Anthonis Christiaensen Weerhorst en Aeltgen van Angeren waren in 1634 getrouwd. Het echtpaar woonde in 1641 (doop) al in de St. Jansstraat.

In 1657 gaf Anna (Tanneke) van Dorsten procuratie om de plecht, gevestigd in 1636, te transporteren.

In oktober 1661 gaf Weerhorst procuratie tot het vestigen van een plecht van f 750,- ten behoeve van Wilhelm van der Meulen te Utrecht op een huis en erf aan de noordzijde van de St. Jansstraat waar het Kasteel van Oranje uithangt.

Aeltgen van Angeren overleed in januari 1663, wonende in de Lange Jansstraat, haar man nalatende met een mondige zoon. Antoni Weerhorst, weduwnaar van Aeltgen van Angeren, hertrouwde in 1665 met Dirkgen Lobe.

(In 1682 maakte Anthonis Weerhorst een testament.
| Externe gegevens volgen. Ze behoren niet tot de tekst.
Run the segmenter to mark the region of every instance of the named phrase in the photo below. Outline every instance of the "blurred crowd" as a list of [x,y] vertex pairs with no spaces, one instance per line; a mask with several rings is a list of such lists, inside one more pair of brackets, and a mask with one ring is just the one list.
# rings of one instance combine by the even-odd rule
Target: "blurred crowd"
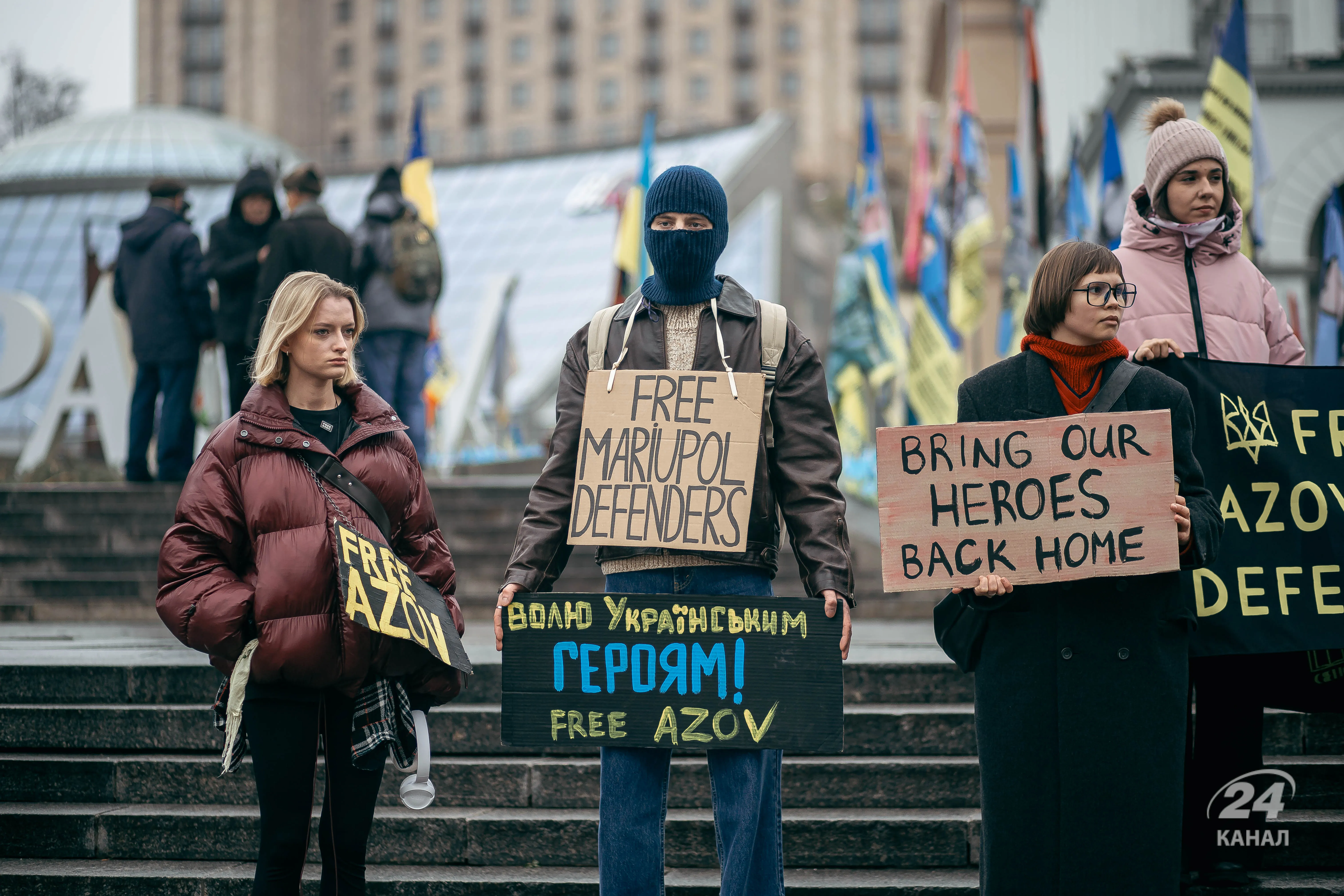
[[434,231],[402,195],[395,167],[379,173],[353,234],[328,218],[317,165],[300,165],[281,187],[288,214],[276,201],[270,172],[249,169],[228,214],[210,226],[204,253],[187,219],[187,184],[173,177],[151,181],[149,207],[121,226],[113,294],[130,320],[137,365],[126,480],[155,478],[146,455],[156,431],[157,478],[187,478],[202,349],[223,352],[230,412],[245,410],[270,298],[296,271],[319,271],[359,290],[368,326],[358,369],[406,422],[425,457],[425,349],[444,285]]

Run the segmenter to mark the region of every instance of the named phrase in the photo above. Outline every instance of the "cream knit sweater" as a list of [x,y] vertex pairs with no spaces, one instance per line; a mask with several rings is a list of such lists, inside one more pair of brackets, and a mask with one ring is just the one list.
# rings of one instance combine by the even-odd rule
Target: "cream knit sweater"
[[[667,340],[669,371],[689,371],[695,364],[695,348],[700,334],[700,312],[708,306],[710,302],[653,306],[660,314],[663,314],[663,330],[664,339]],[[607,560],[602,564],[602,575],[612,575],[614,572],[636,572],[638,570],[667,570],[669,567],[704,566],[731,564],[691,555],[642,553],[640,556],[624,557],[621,560]]]

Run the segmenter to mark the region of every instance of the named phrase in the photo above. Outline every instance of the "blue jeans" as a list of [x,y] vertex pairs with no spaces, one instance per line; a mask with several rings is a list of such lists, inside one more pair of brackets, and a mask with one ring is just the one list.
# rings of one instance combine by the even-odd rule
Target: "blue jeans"
[[[742,567],[680,567],[606,576],[613,594],[770,595]],[[710,750],[720,896],[784,896],[780,750]],[[602,896],[663,893],[663,825],[671,750],[602,747],[597,865]]]
[[384,330],[359,340],[364,382],[392,406],[409,429],[415,454],[425,459],[425,343],[422,333]]
[[191,395],[196,391],[196,359],[176,364],[138,364],[136,390],[130,394],[130,434],[126,450],[126,480],[151,482],[149,439],[155,434],[155,403],[164,395],[159,414],[159,481],[181,482],[191,469],[196,420],[191,415]]

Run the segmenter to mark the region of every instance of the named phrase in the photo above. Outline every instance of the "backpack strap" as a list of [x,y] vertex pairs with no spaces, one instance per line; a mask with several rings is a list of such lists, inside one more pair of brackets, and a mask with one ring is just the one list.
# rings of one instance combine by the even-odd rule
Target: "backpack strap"
[[605,365],[602,359],[606,356],[606,337],[612,332],[612,321],[616,320],[616,313],[621,310],[621,305],[607,305],[599,309],[597,314],[593,316],[593,322],[589,324],[589,369],[599,371]]
[[765,402],[761,412],[761,429],[765,431],[765,446],[774,447],[774,422],[770,419],[770,399],[774,395],[774,373],[784,356],[784,341],[789,332],[789,312],[784,305],[757,300],[761,309],[761,372],[765,373]]

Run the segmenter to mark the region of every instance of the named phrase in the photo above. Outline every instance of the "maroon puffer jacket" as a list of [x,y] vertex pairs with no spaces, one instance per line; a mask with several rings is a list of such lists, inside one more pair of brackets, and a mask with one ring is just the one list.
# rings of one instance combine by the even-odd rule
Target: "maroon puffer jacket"
[[[406,426],[368,387],[337,390],[351,403],[356,429],[336,457],[383,502],[392,548],[444,594],[461,634],[457,574]],[[461,678],[450,666],[413,642],[371,633],[341,609],[336,512],[297,454],[304,449],[329,454],[294,426],[282,387],[253,386],[187,476],[159,552],[159,617],[226,674],[257,637],[251,681],[259,684],[353,696],[370,673],[405,676],[411,693],[452,700]],[[356,529],[382,540],[358,504],[336,488],[327,492]]]

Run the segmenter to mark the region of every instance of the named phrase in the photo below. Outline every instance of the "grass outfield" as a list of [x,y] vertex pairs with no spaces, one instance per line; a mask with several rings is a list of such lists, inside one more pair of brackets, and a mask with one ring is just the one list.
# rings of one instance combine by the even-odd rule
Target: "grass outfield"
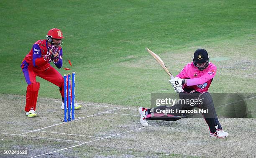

Blijkens dit testament bezat hij nog een huis in de Jansstraat. In 1686 werd een akkoord over zijn nalatenschap bereikt.)

Peter Bartholomeusz van Geldorp

In februari 1664 liet Peter Bartholomeusz van Geldorp, een schuldbekentenis van f 1000,- opstellen vanwege een lening in verband met de koop van het huis ’t Casteel van Orangien in de St. Jansstraat.

In juli 1664 regelden Peter Bartholomeusz van Geldorp en Catharina de Vosch voogdijbenoeming, wonende in de Jansstraat. Peter van Geldorp overleed in januari 1665, wonende in de St. Jansstraat. Catharina de Vosch liet in april 1666 als weduwe een akte van protest opmaken.

Kinderen Van Geldorp

Op 25 september 1667 transporteerde Anthois Weerhorst, getrouwd met Dirkgen Cornelis Lobi, het Casteel van Oranje aan de kinderen Van Geldorp. Belendingen zijn oostwaarts Engeltgen Lamberts van Barsevelt, weduwe van Hendrick van Coesvelt (Lange Jansstraat 20), en westwaarts de erfgenamen van Cornelis van Royen.

Philip Pietersz Neeff

Het huis werd nog op dezelfde dag getransporteerd aan Philip Petersz Neeff. Volgens de transportakte had Philip Neeff het huis op 26 augustus 1667 in een openbare afslag gekocht.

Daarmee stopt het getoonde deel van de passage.